Révélé par le quotidien The Times, le projet de la FIFA d’ouvrir ses activités commerciales à des investisseurs privés via la société « Fifa Forward Enterprise » provoque une levée de boucliers internationale. Ce mercredi 29 juillet 2026, l’UEFA et l’Union européenne ont vivement dénoncé une initiative jugée mercantiliste, marquant une nouvelle escalade dans le conflit opposant Gianni Infantino aux instances européennes.
Une financiarisation inédite des compétitions internationales
Conçu avec le soutien de la banque J.P. Morgan et du fonds d’investissement Thrive Eternal, le projet « Fifa Forward Enterprise » (FFE) ambitionne de lever 4,2 milliards de dollars dès cette année et d’engendrer jusqu’à 10 milliards de dollars de retombées. En cédant des parts minoritaires de cette entité chargée de la billetterie, du sponsoring et des droits de diffusion des Coupes du monde, la FIFA promet de réinvestir tous les bénéfices auprès des 211 fédérations membres. Toutefois, cette ouverture au privé fait craindre une course au rendement financier, susceptible d’imposer un passage de la Coupe du monde à 64 équipes ou d’en augmenter la fréquence au détriment de la santé des joueurs et du calendrier mondial.
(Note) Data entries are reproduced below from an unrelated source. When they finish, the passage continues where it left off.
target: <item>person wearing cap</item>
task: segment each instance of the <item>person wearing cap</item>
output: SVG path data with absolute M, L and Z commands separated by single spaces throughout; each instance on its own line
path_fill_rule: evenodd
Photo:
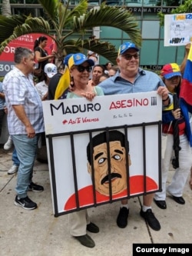
M 90 72 L 94 64 L 93 60 L 88 59 L 82 53 L 71 55 L 65 59 L 65 71 L 61 79 L 65 82 L 68 81 L 68 87 L 71 82 L 73 85 L 73 90 L 71 91 L 68 90 L 65 98 L 74 99 L 85 97 L 87 99 L 91 100 L 96 95 L 104 95 L 101 88 L 88 84 Z M 68 214 L 68 218 L 70 234 L 82 245 L 88 248 L 94 247 L 95 243 L 87 234 L 87 231 L 98 233 L 99 228 L 91 222 L 88 210 L 83 209 L 72 212 Z
M 51 78 L 58 73 L 57 66 L 53 63 L 46 64 L 44 68 L 44 73 L 45 79 L 35 85 L 41 101 L 48 99 L 48 84 Z
M 39 135 L 45 131 L 42 102 L 34 86 L 34 52 L 26 48 L 15 50 L 15 67 L 3 80 L 8 108 L 8 127 L 19 160 L 15 205 L 34 210 L 38 205 L 28 196 L 28 190 L 42 191 L 32 182 Z
M 168 91 L 178 98 L 181 83 L 181 72 L 178 65 L 177 63 L 166 64 L 161 70 L 161 75 Z M 177 125 L 177 129 L 174 128 L 174 125 Z M 177 132 L 177 130 L 178 132 Z M 190 143 L 192 141 L 192 137 L 188 113 L 185 113 L 179 105 L 175 107 L 174 104 L 168 108 L 164 108 L 162 132 L 164 135 L 167 137 L 164 158 L 162 159 L 162 191 L 155 193 L 154 200 L 160 208 L 166 209 L 166 191 L 177 204 L 185 204 L 183 191 L 192 165 L 190 149 L 192 145 Z M 175 133 L 177 133 L 177 138 Z M 176 146 L 179 147 L 178 159 L 175 162 L 174 159 L 177 159 L 177 155 L 175 155 L 172 160 L 175 172 L 170 183 L 166 188 L 173 148 L 176 148 Z
M 61 65 L 59 68 L 58 72 L 51 78 L 48 85 L 48 100 L 62 99 L 66 98 L 68 90 L 65 89 L 66 88 L 66 85 L 65 85 L 65 81 L 62 81 L 61 78 L 63 76 L 63 75 L 65 75 L 64 72 L 65 68 L 68 66 L 68 59 L 71 56 L 72 54 L 71 53 L 65 57 L 63 63 Z M 57 90 L 58 86 L 63 88 L 63 93 L 59 97 L 56 97 L 55 98 L 55 91 Z
M 139 68 L 139 48 L 134 43 L 122 44 L 119 47 L 116 61 L 120 71 L 114 76 L 98 85 L 103 89 L 105 95 L 157 91 L 157 93 L 162 97 L 163 105 L 170 104 L 171 97 L 169 96 L 168 90 L 161 78 L 152 71 Z M 154 194 L 143 196 L 143 205 L 140 214 L 152 229 L 159 231 L 160 223 L 151 209 L 153 198 Z M 119 228 L 124 228 L 127 226 L 128 214 L 128 201 L 124 199 L 121 201 L 117 218 Z
M 96 86 L 100 83 L 100 78 L 104 76 L 104 68 L 101 65 L 95 65 L 92 69 L 92 78 L 88 81 L 91 86 Z M 106 77 L 107 78 L 107 77 Z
L’UEFA, Bruxelles et les fédérations vent debout
La réaction politique et sportive ne s’est pas faite attendre. Alors que la Commission européenne pointe de potentielles infractions au droit de la concurrence et dénonce une commercialisation nocive du sport, l’UEFA a convoqué une réunion d’urgence pour barrer la route à cette initiative. De leur côté, les fédérations française et allemande dénoncent un manque de transparence et une attaque directe contre le modèle démocratique du football. Malgré ce rejet massif, Gianni Infantino accentue la pression sur les fédérations nationales en leur promettant une enveloppe de 20 millions d’euros d’ici 2027 en cas de soutien voté avant le 19 septembre, ravivant les tensions à l’approche de l’élection présidentielle de la FIFA prévue en 2027.